Some use a male mold and some use a female mold and some don't use a mold but integrate the structure that you form the body over into the body it's self.

I'd say this is where using the skills and equipment and tools you have comes into play. Can you build either a wooden mold possibly designed so it can be taken apart inside the finished composite body and be removed or build a light weight wood frame structure to form the body over and become part of the body?

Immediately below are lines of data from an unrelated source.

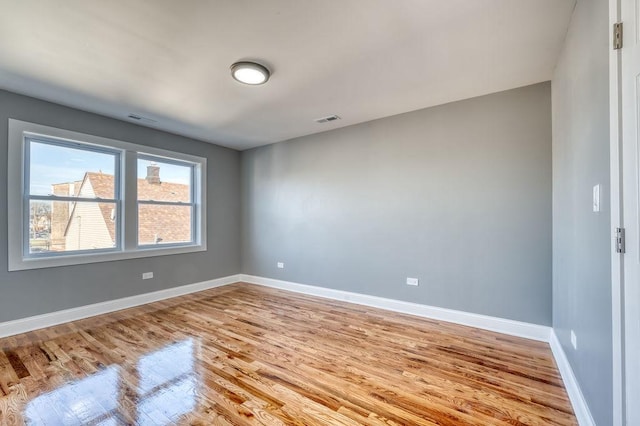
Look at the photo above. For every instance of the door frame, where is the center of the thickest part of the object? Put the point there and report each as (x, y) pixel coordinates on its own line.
(619, 303)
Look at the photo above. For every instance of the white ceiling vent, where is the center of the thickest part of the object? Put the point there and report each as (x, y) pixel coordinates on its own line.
(327, 119)
(141, 119)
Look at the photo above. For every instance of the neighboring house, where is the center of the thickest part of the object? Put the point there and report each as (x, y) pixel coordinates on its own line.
(92, 225)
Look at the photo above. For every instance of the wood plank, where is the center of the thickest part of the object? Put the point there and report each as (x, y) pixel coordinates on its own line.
(249, 355)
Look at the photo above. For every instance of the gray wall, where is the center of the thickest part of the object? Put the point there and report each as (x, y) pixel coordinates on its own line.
(27, 293)
(581, 238)
(458, 196)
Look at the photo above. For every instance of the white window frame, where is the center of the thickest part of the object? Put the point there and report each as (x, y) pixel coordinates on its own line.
(18, 257)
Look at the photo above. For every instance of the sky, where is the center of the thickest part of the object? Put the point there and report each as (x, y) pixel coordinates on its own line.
(51, 164)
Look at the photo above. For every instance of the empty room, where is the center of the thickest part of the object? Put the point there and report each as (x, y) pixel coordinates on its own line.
(297, 212)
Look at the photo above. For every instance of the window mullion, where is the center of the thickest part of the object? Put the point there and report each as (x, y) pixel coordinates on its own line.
(129, 208)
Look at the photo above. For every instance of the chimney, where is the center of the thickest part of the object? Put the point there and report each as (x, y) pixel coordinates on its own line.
(153, 174)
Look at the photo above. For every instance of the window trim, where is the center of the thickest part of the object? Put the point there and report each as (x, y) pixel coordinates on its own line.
(128, 227)
(27, 197)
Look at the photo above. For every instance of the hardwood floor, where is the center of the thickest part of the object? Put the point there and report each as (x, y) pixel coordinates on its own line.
(248, 355)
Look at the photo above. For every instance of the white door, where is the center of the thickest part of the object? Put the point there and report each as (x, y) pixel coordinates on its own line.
(630, 102)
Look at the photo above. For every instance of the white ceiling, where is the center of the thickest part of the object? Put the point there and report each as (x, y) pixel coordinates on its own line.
(360, 59)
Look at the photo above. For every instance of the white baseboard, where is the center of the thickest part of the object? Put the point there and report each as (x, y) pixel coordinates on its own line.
(578, 402)
(23, 325)
(500, 325)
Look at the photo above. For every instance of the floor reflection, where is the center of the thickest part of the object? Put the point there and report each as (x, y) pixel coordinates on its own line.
(167, 386)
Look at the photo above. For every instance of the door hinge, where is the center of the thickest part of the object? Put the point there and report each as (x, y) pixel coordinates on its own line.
(617, 36)
(620, 240)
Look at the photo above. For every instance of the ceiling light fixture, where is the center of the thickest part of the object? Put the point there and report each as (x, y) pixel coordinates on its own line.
(250, 73)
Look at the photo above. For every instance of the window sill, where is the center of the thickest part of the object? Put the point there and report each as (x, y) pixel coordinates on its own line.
(84, 258)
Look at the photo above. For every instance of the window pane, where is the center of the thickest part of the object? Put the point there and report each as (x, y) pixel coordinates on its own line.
(163, 224)
(160, 181)
(70, 172)
(61, 226)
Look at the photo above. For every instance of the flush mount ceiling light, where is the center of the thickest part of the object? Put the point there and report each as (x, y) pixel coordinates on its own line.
(250, 73)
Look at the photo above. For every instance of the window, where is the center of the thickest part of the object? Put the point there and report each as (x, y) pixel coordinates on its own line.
(76, 198)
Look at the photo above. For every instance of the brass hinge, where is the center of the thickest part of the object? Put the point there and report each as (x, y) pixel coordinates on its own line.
(617, 36)
(620, 243)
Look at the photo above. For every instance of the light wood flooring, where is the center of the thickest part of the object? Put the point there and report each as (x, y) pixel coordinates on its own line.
(249, 355)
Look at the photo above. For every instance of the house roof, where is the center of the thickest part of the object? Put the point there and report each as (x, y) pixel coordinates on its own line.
(168, 223)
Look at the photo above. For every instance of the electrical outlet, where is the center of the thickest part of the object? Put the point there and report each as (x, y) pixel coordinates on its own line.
(596, 198)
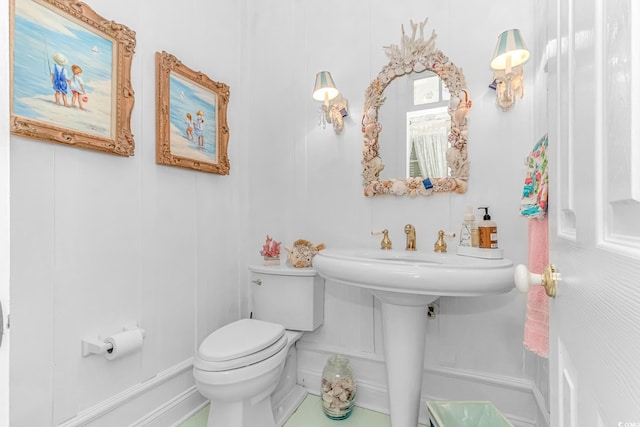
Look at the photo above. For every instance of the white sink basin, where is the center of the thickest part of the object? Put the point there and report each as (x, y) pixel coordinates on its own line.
(406, 282)
(416, 273)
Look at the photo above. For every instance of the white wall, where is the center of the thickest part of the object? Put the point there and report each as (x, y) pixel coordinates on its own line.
(313, 176)
(101, 240)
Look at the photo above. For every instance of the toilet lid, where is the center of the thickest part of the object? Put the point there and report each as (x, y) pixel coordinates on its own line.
(239, 339)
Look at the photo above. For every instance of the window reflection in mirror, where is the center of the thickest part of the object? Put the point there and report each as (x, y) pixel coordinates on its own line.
(427, 125)
(427, 142)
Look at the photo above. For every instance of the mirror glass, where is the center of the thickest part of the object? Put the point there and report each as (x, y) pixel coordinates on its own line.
(414, 123)
(416, 127)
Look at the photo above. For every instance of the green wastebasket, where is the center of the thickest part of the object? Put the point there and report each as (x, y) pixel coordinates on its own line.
(465, 414)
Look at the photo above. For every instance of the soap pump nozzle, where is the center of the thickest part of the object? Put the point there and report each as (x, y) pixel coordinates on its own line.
(486, 216)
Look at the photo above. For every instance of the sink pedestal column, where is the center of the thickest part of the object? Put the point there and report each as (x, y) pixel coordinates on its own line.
(403, 330)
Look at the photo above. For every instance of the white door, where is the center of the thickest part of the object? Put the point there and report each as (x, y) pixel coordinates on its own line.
(4, 210)
(594, 141)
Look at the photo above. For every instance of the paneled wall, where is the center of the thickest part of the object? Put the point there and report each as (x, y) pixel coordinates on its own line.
(319, 188)
(101, 241)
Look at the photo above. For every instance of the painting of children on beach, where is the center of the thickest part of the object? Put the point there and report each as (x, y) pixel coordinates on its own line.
(193, 118)
(65, 73)
(191, 126)
(62, 72)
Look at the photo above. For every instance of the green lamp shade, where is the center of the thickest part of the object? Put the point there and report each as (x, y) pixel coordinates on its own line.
(325, 88)
(510, 45)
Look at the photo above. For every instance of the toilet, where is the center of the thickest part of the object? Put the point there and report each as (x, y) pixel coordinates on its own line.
(239, 366)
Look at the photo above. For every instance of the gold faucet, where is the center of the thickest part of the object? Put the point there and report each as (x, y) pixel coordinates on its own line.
(410, 231)
(441, 245)
(386, 242)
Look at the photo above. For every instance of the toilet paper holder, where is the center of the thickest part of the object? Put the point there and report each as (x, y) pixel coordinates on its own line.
(96, 345)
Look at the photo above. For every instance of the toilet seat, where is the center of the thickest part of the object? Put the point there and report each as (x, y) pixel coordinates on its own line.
(239, 344)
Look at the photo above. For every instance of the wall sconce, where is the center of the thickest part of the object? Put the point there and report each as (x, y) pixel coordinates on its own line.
(334, 107)
(508, 71)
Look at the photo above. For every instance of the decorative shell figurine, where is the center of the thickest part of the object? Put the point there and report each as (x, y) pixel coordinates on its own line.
(302, 252)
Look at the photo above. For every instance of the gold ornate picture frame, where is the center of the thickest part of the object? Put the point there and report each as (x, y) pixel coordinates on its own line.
(191, 118)
(71, 76)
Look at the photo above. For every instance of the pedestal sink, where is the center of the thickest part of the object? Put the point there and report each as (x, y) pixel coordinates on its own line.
(406, 282)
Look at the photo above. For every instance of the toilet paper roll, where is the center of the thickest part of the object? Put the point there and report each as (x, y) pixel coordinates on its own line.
(124, 343)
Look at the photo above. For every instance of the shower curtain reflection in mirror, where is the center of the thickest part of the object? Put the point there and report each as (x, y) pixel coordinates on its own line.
(427, 140)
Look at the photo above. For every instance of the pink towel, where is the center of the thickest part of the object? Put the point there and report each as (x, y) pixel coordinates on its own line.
(536, 326)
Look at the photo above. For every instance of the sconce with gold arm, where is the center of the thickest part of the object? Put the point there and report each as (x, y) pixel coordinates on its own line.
(334, 108)
(508, 71)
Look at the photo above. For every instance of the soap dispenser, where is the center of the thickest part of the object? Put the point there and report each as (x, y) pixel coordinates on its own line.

Big time an lots of extra work would be to build a buck the exact shape you wanted the body to be, use that as the plug to make a female mold as boat builders do and then use the female mold to mold your final body. That would be going to the extreme unless you planned to build more bodies with that mold. Ed Roth of wierdo airbrushed sweatshirt fame used to mold the shape of his creations out of plaster of Paris and then make a female mold off that and then make the part. \

Just as in anything one does in his/her workshop proper safety precautions for what you are working with are an absolute must.

CmdBentaxle Avatar
CmdBentaxle Dave D
Federal Way, WA, USA   USA
1950 CycleKart Italian "1950 Ferrari 166 F2"
Hi Neil.
Your choice of composite will have alot to do with your body design. Some methods will work better for big compound sections, but are not as suitable for a boxier design.
What have you chosen for your inspiration car? That would give me a good basis for a recommendation.
My car for instance, uses a quite a variety of techniques for its various sections including aluminum panel, Sintra panel, foam/glass composite, and balsa/glass composite.
What do you have in mind? We can come up with a plan.

Neilwheels Neil M
Aurora, IL, USA   USA
I was playing with some cardboard and came up with this for a basic shape. I like the flat panels, but fitting them together at those angles and still maintaining structural integrity (and minimal weight) is getting to be a challenge. I could build the entire body in plywood- or (if I had great wealth) aluminum. I toyed around with the idea of making a wire frame in this shape, stretching flannel over it and coating it with epoxy. Maybe I could stretch the flannel over the plywood.

Edited 1 time(s). Last edit at 2017-09-15 01:05 PM by Neilwheels.